After submitting my first complete thesis draft to my adviser, I finally was able to make some time for reading The New Yorker.
One article in the latest issue discusses tax evasion and the residency requirement for New York City. Here is my summary of it. The original article can be found on http://www.newyorker.com/reporting/2012/03/19/120319fa_fact_stewart
A summary of “Tax me if you can”
Tax rates for the rich people have always been a highly charged political issue in America. In 2008, the group of highest-earning taxpayers in the country with an average adjusted gross income of two hundred and seventy million dollars each, paid only 18.1 per cent tax rate, lower than people who earn between two hundred thousand and five hundred thousand dollars.
Seizing on this fact, President Obama has made tax fairness a central issue in his reelection campaign. Meanwhile, republicans do not endorse the current tax code either, though most of them have insisted that any reform be income neutral and not a tax increase.
Regardless the opinions and arguments on this matter, people ignore the fact that rich people are not taxed on certain income, either because it is exempt, or because they claim to be living outside the jurisdiction that is levying the tax. For instance, New York City tax laws don’t apply to people who are deemed to be nonresidents, even if they own a residence in the city and work there. To be regarded as a nonresident, one is allowed to spend no more than half a year—a hundred and eighty-three days in New York City. The benefits of this policy are limited to certain people with the flexibility or the power to control their working conditions, and the freedom to go anywhere, anytime. Examples include the founder of Tiger Capital Management Julian H. Robertson, Jr, the prominent criminal-defense lawyer Thomas Puccio, and Martha Stewart, who was convicted in 2004 of obstructing justice and making false statements in an insider-trading investigation.
To prove that they do not exceed the one-hundred and eighty-three days limit in New York City, billionaires have to come up with evidence. Robertson uses compulsive day-counting, though proved to be convincing and clear in his case, costs a significant amount of time and efforts. Puccio and Stewart, on the other hand, replied heavily on credit card statements, travel records, limousine receipts, etc, to show their whereabouts. These measures, not as tedious as Robertson’s method, provide strong incentive to cheat.

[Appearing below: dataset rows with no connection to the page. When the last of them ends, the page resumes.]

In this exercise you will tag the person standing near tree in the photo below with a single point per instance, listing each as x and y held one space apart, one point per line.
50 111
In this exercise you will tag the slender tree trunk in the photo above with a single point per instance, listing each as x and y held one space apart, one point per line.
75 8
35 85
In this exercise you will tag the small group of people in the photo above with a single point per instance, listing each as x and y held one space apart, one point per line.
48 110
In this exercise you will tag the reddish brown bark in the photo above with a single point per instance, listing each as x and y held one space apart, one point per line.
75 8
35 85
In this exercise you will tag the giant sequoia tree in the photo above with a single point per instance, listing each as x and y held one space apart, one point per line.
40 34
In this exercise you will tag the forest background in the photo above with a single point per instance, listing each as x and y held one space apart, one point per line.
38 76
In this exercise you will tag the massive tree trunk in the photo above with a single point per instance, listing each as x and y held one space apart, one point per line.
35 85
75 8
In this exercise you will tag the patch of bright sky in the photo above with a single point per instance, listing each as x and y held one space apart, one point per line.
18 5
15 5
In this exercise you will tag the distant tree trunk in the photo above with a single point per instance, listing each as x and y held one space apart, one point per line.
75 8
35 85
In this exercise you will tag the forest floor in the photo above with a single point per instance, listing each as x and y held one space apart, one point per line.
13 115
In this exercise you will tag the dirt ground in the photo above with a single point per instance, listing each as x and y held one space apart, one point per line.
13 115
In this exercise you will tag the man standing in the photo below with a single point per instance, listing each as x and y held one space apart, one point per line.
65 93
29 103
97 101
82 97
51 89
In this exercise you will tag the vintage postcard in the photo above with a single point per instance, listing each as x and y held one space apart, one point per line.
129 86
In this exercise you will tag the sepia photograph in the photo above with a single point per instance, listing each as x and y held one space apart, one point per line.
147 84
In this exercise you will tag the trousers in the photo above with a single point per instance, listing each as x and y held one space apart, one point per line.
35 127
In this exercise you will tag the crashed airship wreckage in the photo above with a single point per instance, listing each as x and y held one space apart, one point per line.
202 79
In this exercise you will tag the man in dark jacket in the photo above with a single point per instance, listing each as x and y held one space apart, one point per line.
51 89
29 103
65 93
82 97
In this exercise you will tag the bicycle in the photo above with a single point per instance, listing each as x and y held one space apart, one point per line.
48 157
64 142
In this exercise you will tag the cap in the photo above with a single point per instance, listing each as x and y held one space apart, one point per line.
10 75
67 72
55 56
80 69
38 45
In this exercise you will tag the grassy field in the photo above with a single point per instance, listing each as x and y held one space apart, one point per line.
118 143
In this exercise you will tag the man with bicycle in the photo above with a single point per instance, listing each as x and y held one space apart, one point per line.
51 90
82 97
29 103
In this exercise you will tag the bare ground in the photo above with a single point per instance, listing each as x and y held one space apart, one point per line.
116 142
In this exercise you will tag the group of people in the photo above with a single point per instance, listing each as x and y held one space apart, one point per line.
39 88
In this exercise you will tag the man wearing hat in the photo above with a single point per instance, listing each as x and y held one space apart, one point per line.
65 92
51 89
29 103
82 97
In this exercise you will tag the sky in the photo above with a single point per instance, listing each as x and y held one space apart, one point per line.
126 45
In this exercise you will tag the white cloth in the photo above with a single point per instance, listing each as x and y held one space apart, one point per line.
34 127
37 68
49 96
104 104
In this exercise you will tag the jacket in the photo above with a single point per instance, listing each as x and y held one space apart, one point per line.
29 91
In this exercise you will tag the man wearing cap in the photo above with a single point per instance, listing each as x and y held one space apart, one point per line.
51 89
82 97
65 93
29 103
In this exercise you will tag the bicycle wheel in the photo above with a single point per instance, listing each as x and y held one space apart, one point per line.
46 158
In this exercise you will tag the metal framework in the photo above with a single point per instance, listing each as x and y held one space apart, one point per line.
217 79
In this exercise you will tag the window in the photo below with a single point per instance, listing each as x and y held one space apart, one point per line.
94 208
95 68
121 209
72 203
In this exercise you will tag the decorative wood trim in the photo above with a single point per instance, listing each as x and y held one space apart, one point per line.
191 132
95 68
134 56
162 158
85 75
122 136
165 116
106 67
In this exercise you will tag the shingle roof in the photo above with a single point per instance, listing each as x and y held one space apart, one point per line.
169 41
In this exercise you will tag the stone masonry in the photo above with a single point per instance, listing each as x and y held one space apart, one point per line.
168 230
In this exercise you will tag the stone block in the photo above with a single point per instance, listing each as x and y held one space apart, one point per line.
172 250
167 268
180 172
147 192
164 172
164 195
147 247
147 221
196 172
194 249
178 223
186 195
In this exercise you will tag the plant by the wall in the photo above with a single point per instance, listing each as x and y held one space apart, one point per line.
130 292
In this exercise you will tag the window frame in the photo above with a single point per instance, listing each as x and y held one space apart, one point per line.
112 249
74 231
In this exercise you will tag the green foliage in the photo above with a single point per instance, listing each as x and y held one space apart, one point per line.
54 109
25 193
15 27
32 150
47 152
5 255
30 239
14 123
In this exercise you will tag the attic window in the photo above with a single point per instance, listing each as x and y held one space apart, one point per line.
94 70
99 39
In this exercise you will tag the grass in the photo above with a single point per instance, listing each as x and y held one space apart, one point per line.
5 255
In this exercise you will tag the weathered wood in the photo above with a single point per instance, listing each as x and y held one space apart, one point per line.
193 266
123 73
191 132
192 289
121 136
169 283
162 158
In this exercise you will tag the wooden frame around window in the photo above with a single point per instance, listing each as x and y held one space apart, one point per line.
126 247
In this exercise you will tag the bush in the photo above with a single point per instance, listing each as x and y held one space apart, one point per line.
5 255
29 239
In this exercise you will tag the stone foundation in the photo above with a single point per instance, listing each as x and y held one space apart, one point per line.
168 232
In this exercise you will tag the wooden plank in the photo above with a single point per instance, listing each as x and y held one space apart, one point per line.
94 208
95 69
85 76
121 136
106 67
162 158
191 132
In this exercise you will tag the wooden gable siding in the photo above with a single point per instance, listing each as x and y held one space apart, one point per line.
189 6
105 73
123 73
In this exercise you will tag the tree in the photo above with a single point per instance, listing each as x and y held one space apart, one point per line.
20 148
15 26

Then why not tax people who make their income at Manhattan-based hedge fund no matter they spent less than one hundred and eight-three days there? There once was a law in place stipulating that people who worked in New York City were subject to New York City tax on what they earned in the city no matter how many days they spent there. The law was repealed in 1999 and later efforts to restore it have failed, with the impediments from real-estate interests, wealthy bankers, and hedge fund managers.